Have you ever gotten to that point? Where you just think - what's the point? I earn it and I burn it and I still can't afford to buy a coffee everyday. Yes, I have to be the lame one in my office who makes a pot of coffee because I can't afford (or justify) spending $3 on a coffee a day.

We've had to cut out a lot of extras this year.

Yes, that means that Mick has had to cut back to one carton of beer a month, and I've had to become a massive repeat offender with my clothes. We also pretty much both turned vegetarian for about a month, and trust me, for two country kids who pretty much grew up chomping on a cow, that was tough because meat is SO expensive. Yes, we've gone months with nothing but tomato sauce and butter in the fridge and with nothing but tinned tuna, corn, Home Brand tomato paste and pasta in the cupboard. We can also turn sausages into anything elaborate and we were starting to look like chickens from the amount of thighs we've eaten.

Via

I guess one of the most difficult things about being on a tight budget is having to say no to doing fun things with friends. It's often difficult as you start to get older and you are on a different page and have different amounts of expendable cash to splurge. It really does suck having to be the ones to say, actually, can we watch the footy at our house instead of going to the pub or I'm sorry that I can't afford to go the movies, how about a girls night in? Sometimes you feel guilty about not having any money.

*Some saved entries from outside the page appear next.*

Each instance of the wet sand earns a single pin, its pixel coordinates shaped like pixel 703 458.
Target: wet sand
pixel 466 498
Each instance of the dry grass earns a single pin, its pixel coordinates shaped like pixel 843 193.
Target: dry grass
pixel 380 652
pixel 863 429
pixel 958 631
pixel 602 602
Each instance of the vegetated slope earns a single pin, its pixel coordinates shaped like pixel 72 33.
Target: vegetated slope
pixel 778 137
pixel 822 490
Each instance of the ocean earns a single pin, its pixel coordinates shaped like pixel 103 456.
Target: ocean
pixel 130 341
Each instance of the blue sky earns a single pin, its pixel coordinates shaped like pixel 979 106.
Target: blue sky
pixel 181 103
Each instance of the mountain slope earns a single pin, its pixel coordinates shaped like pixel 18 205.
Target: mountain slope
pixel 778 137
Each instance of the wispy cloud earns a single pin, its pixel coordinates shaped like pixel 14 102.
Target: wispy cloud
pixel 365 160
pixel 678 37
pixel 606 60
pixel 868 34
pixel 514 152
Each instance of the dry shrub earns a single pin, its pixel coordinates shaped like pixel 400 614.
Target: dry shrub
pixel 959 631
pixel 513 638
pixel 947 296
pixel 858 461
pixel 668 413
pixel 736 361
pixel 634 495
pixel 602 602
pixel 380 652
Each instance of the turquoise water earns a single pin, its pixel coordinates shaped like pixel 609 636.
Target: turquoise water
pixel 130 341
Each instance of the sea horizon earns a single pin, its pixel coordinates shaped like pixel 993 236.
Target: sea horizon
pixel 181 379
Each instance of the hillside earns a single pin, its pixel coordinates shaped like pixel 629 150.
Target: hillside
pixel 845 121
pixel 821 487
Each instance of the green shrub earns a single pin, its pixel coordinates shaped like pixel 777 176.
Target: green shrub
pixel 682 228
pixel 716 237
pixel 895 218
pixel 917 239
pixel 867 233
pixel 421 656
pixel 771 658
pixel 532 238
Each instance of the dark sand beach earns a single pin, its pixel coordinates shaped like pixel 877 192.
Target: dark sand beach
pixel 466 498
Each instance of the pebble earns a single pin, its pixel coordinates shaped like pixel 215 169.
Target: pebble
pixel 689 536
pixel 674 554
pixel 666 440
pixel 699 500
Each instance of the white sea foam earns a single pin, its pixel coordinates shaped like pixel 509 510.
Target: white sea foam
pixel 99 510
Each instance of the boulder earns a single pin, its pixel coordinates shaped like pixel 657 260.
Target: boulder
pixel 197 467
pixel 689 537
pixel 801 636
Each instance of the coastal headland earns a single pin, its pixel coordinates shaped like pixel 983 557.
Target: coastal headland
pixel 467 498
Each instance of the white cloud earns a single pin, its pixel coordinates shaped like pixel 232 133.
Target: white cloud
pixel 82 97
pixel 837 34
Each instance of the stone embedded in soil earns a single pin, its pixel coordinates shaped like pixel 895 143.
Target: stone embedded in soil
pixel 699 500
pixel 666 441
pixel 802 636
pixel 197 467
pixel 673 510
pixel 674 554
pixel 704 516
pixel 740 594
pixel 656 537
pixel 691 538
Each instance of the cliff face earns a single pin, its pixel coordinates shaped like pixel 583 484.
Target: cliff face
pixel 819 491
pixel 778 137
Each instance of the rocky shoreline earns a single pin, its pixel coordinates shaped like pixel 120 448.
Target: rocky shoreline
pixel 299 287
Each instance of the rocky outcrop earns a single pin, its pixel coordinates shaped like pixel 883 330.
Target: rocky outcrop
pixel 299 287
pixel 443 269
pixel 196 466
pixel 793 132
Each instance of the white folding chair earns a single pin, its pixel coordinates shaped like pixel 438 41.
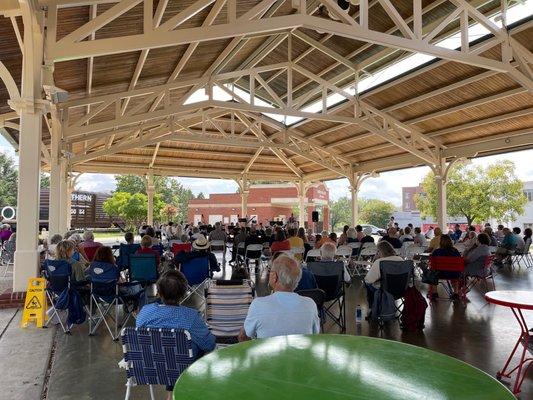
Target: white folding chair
pixel 313 253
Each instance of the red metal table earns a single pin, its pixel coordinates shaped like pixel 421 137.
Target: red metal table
pixel 517 301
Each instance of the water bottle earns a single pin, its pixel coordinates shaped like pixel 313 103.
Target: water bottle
pixel 358 314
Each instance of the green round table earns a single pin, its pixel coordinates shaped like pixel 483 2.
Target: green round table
pixel 333 367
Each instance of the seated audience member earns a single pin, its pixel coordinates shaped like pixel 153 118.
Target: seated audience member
pixel 5 232
pixel 129 237
pixel 88 240
pixel 64 251
pixel 520 244
pixel 200 248
pixel 283 312
pixel 343 237
pixel 218 233
pixel 327 254
pixel 281 243
pixel 367 238
pixel 475 256
pixel 51 246
pixel 351 236
pixel 492 237
pixel 419 239
pixel 384 252
pixel 294 239
pixel 392 238
pixel 146 248
pixel 406 237
pixel 324 237
pixel 359 232
pixel 507 247
pixel 446 249
pixel 167 313
pixel 435 242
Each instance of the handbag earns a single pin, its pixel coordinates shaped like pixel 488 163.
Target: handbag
pixel 431 277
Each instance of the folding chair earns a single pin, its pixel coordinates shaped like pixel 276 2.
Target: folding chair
pixel 7 255
pixel 319 297
pixel 125 250
pixel 227 304
pixel 217 246
pixel 396 277
pixel 155 356
pixel 106 296
pixel 143 269
pixel 57 274
pixel 448 264
pixel 312 255
pixel 343 253
pixel 485 273
pixel 197 272
pixel 253 252
pixel 329 277
pixel 179 247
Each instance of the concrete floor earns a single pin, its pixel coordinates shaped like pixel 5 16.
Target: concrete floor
pixel 86 367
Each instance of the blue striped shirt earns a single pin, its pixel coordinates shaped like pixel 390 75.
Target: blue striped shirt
pixel 157 315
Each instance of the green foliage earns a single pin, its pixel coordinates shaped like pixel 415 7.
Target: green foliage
pixel 478 193
pixel 169 190
pixel 133 208
pixel 375 212
pixel 341 212
pixel 8 183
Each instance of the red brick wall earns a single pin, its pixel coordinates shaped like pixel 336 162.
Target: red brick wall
pixel 260 199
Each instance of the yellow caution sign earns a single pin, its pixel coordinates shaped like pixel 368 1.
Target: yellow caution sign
pixel 35 304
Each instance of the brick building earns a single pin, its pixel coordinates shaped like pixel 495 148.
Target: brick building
pixel 265 202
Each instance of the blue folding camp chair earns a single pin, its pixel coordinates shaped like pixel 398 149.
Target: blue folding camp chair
pixel 106 296
pixel 57 274
pixel 155 356
pixel 143 268
pixel 124 252
pixel 197 273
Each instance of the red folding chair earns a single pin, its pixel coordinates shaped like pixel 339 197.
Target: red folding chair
pixel 449 264
pixel 179 247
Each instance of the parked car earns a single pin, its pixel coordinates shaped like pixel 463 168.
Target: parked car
pixel 375 230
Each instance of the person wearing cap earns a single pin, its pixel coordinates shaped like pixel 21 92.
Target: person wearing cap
pixel 200 248
pixel 367 238
pixel 146 248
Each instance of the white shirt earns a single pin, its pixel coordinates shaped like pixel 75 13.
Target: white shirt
pixel 281 313
pixel 373 276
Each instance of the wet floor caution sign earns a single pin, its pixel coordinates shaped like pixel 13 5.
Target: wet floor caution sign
pixel 35 304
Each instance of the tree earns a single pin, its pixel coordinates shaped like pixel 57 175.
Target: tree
pixel 8 183
pixel 375 212
pixel 341 212
pixel 132 208
pixel 478 193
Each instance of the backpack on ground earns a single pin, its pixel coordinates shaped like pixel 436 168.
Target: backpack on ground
pixel 383 306
pixel 414 310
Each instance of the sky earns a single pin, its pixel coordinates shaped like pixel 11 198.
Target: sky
pixel 387 187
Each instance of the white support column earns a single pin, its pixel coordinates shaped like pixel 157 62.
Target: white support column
pixel 54 206
pixel 30 110
pixel 64 199
pixel 244 187
pixel 150 190
pixel 302 200
pixel 355 184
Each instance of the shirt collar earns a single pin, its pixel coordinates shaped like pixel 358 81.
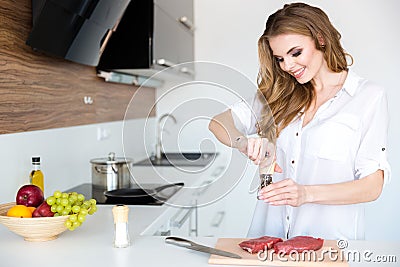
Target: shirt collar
pixel 351 83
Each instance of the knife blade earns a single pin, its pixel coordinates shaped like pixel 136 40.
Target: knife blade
pixel 181 242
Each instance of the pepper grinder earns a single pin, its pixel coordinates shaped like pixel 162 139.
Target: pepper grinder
pixel 121 233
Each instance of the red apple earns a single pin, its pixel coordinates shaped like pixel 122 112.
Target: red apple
pixel 44 210
pixel 30 195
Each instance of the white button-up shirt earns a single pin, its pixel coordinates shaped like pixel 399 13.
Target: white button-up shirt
pixel 346 140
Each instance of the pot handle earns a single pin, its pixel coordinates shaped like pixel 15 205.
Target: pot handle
pixel 103 170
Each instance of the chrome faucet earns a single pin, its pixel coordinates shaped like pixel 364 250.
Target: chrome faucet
pixel 159 130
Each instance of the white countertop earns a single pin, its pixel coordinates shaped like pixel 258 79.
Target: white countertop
pixel 91 245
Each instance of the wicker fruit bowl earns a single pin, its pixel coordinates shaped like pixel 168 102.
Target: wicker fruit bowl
pixel 33 229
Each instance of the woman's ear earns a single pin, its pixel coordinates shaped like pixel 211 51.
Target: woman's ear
pixel 321 40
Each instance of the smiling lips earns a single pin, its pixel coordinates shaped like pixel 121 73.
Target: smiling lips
pixel 297 74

But you know what, owning a house, renovating and travelling is all worth scrimping and saving.

I'm sure you don't regret any of the things that you have purchased or have created or are working towards too.

Money.

It sucks, but unfortunately it's a part of life, whether we want to accept that or not.


Money, money, money! Via

I must admit that not having loads of cash left over after each pay day has made me so much more apprecitive for when we can lash out and go out for tea. It's made me appreciate the date nights with candles and a home cooked meal over bursting our budget to go out. It's made appreciate the weeks that I can sneak a block of chocolate into the shopping. But mostly, it's made me appreciate that you don't have to have loads of cash to be happy and to have fun.

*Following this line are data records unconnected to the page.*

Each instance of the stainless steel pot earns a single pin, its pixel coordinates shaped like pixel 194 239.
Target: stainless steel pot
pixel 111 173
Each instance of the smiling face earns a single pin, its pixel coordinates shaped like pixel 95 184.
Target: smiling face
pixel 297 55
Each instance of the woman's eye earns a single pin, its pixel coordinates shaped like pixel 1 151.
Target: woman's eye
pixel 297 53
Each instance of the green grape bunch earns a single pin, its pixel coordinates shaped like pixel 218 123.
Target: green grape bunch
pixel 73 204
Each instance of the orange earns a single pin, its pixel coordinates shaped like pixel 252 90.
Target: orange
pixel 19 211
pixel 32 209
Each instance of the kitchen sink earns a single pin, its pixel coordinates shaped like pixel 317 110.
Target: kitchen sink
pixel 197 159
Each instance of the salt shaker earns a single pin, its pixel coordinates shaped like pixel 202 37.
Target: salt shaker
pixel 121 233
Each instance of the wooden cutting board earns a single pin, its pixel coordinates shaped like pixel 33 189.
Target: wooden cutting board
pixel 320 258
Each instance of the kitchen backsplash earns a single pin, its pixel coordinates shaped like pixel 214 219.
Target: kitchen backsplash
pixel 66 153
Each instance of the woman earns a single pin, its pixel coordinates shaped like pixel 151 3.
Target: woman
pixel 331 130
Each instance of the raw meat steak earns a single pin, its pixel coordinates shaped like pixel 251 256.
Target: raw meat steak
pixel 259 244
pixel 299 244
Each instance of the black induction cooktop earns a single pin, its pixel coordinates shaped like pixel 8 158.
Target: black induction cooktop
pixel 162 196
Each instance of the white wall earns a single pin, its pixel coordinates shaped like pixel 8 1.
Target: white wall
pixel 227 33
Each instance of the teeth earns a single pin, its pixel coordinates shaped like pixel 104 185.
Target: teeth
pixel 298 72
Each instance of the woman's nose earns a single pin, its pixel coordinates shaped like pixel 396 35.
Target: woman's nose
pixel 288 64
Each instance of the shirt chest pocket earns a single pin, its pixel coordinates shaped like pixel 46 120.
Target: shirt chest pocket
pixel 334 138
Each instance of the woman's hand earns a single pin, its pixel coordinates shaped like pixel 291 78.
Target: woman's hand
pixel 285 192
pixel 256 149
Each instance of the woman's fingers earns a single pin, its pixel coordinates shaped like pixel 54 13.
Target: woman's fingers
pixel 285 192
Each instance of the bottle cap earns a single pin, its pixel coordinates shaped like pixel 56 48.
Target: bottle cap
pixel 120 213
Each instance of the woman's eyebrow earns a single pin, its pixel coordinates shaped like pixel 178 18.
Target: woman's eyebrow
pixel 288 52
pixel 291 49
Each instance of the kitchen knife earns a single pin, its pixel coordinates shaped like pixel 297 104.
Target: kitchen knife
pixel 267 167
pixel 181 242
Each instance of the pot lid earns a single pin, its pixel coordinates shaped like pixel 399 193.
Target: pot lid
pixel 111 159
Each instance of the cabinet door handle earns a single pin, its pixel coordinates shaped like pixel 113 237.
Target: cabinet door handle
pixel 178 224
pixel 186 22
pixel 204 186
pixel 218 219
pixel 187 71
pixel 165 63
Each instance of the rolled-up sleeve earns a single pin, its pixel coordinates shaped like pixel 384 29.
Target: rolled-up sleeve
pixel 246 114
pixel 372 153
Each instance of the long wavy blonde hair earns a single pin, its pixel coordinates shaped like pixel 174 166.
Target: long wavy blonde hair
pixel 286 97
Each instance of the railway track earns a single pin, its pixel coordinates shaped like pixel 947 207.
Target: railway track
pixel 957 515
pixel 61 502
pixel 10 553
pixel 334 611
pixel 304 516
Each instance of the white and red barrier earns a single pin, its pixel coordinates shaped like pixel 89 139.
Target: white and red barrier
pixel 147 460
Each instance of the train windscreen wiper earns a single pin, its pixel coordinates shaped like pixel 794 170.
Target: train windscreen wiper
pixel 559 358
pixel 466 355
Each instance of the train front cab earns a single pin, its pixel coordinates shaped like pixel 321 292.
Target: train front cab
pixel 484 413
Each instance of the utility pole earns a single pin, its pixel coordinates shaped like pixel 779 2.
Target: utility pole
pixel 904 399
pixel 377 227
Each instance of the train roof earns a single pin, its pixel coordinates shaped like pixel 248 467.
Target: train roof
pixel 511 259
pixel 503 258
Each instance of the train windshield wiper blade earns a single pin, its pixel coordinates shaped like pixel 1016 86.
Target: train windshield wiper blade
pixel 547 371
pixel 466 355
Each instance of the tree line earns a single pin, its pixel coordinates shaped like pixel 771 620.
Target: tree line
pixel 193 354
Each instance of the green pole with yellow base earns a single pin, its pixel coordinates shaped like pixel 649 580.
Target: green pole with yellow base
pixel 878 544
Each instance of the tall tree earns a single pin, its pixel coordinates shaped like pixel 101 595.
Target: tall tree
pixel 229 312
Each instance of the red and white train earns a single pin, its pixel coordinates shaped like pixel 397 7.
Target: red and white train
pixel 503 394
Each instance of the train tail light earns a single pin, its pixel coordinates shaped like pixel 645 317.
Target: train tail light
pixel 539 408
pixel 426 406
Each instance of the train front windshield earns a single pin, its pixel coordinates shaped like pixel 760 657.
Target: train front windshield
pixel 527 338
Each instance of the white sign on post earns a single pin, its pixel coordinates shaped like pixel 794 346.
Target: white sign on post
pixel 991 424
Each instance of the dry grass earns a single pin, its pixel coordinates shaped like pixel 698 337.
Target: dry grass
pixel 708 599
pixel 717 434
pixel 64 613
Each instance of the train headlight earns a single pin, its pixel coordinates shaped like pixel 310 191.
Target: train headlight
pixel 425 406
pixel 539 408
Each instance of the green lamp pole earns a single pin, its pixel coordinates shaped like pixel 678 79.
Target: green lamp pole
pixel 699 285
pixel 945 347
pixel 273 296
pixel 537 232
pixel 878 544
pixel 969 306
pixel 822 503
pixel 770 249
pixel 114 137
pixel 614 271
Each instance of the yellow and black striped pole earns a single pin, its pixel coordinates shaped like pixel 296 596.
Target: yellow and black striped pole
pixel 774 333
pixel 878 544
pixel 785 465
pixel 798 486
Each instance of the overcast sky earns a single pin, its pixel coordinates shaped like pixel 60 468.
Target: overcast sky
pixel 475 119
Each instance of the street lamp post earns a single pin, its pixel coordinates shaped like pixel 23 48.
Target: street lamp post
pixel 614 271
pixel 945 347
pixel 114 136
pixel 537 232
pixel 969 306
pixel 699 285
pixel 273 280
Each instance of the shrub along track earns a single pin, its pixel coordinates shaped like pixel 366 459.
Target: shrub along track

I'd prefer having friends over for a BBQ and drinks in our backyard under the outside area that we've worked our asses off to build over going out for tea.

And I'd prefer a night in snuggling on our couch watching a movie on our TV over the movies.

So hello being POV, if it means that we can work towards our future goals.

I'm happy eating Home Brand pasta for a while longer yet.

Money. How do you make it stretch? Do you ever get down about money? How did you stay positive about it?

Look after yourself and those around you,

Kirsty xxx

4 comments:

Mia @ The Chronicles of Chaos said...

I so relate to this post! Working full-time and still not having anything to show for it, but bills and debt and frustration. It's been very hard this year for us, and, like you said, not being able to get coffee or something simple like that can be such a downer. Thanks for sharing this!! Glad to know I'm not the only person who struggles with this.

Unknown said...

Thanks Mia. I had been biting the bullet on money for awhile because I know that god help us, we're not "meant" to admit that we're struggling with it, but reality check...I doubt that there's many people out there who can say they are rolling in it, except those multimillionaires!

Having a house is amazing...but it definitely has it's testing times!

Glad that we're not the only ones too! haha

One day we'll be able to afford coffee! haha

Rachel said...

Oh money--thinking about it is definitely the worst part about being grown up, as far as I can see. There's definitely a lot of things that you just have to go without, but it's worth it to live within your means! And I've gotten pretty good at estimating exactly how much the groceries will be at the store before we hit the checkout counter. All that adding and multiplying we learned in school is good for something!

Unknown said...

hahaha I think I need to learn some basic mathematics from you hahaha I am slowly starting to bail less and less out when I get to the check out so that must mean that I am slowly learning to calculate better hahaha

I totally agree...living within your means makes money much less stressful!